Tak punya sawah namun memanen gabah. Tak menggarap sawah namun menjual gabah. Itulah kiranya kata yang cocok untuk menggambarkan para pedagang dawet putih dari desa Kaliagung kecamatan Bagelen kabupaten Purworejo ini.

Sejak puluhan tahun yang lalu, warga desa tersebut telah menggeluti profesi pedagang dawet. Namun, mereka bukan pedagang biasa. Tidak seperti umumnya pedagang dawet yang mendapatkan hasil berupa uang, mereka mendapatkan gabah. 
 
Seorang pedagang dawet barter sedang menyiapkan dagangannya. Dok Pri
Cara berjualannya pun unik, mereka menjajakan dawet kepada para petani yang sedang memanen padinya.
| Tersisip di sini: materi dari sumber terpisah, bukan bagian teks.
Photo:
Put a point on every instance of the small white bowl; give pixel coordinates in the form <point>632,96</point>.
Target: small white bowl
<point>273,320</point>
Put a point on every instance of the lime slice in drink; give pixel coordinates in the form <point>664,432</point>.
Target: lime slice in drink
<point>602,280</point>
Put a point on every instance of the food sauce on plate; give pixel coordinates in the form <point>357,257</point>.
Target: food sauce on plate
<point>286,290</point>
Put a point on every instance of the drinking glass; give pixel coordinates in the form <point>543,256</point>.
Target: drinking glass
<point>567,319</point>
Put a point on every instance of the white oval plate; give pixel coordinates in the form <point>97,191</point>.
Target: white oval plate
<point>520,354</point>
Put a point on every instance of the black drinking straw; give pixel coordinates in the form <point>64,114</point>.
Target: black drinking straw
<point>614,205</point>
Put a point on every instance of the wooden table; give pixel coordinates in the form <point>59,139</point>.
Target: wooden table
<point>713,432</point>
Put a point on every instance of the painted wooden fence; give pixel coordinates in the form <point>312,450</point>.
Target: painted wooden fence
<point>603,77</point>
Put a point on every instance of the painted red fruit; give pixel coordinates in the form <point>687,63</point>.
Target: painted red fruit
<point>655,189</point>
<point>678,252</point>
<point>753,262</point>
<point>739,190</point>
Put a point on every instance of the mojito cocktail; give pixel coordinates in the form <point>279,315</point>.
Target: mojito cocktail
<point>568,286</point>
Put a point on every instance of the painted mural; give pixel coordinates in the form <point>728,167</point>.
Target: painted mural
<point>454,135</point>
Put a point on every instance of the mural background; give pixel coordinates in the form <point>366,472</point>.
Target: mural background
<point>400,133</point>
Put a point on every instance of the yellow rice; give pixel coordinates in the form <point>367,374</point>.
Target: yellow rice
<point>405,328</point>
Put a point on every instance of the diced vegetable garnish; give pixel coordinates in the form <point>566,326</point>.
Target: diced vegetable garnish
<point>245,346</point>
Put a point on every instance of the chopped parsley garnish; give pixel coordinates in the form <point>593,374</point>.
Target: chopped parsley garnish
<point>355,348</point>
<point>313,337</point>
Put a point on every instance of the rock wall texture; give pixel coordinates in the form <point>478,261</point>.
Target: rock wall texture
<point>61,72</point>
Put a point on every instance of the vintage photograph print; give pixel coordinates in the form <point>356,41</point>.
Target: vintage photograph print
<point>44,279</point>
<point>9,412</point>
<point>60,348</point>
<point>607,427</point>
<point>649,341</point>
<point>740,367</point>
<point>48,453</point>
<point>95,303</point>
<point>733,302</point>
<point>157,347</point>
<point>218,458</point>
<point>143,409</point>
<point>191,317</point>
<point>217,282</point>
Pagi mereka mengantar dawet, siang hari mereka berkeliling memunguti gabah pembayaran. Pada musim panen seperti sekarang, itulah waktu ketika mereka mulai beraksi.


Puluhan pedagang dawet tersebut bisa dijumpai ketika pagi hari. Saat itu mereka menyambut para petani di lahannya. Dimana terdapat lahan yang sedang panen, di situlah mereka bekerja. Mengunakan klenthing (Semacam gentong kecil dari tanah liat) mereka menunggu para petani beraktivitas. Setelah matahari beranjak tinggi, mereka pun memasuki lahan persawahan menawarkan dawetnya yang berbahan dasar tepung kanji.

Di tengah terik matahari dan dahaga yang mulai terasa, semangkuk dawet menjadi surga tersendiri untuk para petani. Karena itu, tak heran, seorang pedagang dawet bisa menjual sampai 100 mangkuk dalam satu hari. Itulah yang dialami oleh Inun Tubrah Brahman (39), seorang pedagang asal desa Kaliagung kecamatan Bagelen, kabupaten Purworejo. Sejak tujuh tahun yang lalu ia telah mengakrabi kehidupan petani melalui kesegaran dawetnya.
 
Seorang pedagang dawet barter sedang menyiapkan dagangannya. Dok Pri
"Awalnya sih saya diajak mertua. Di desa saya memang banyak yang menjadi penjual dawet. Mereka berkeliling di daerah dimana ada panenan. Bahkan, saya sendiri kalau keliling bisa sampai ke Jogja," jelasnya ketika ditemui di lahan persawahan di kecamatan Purwodadi.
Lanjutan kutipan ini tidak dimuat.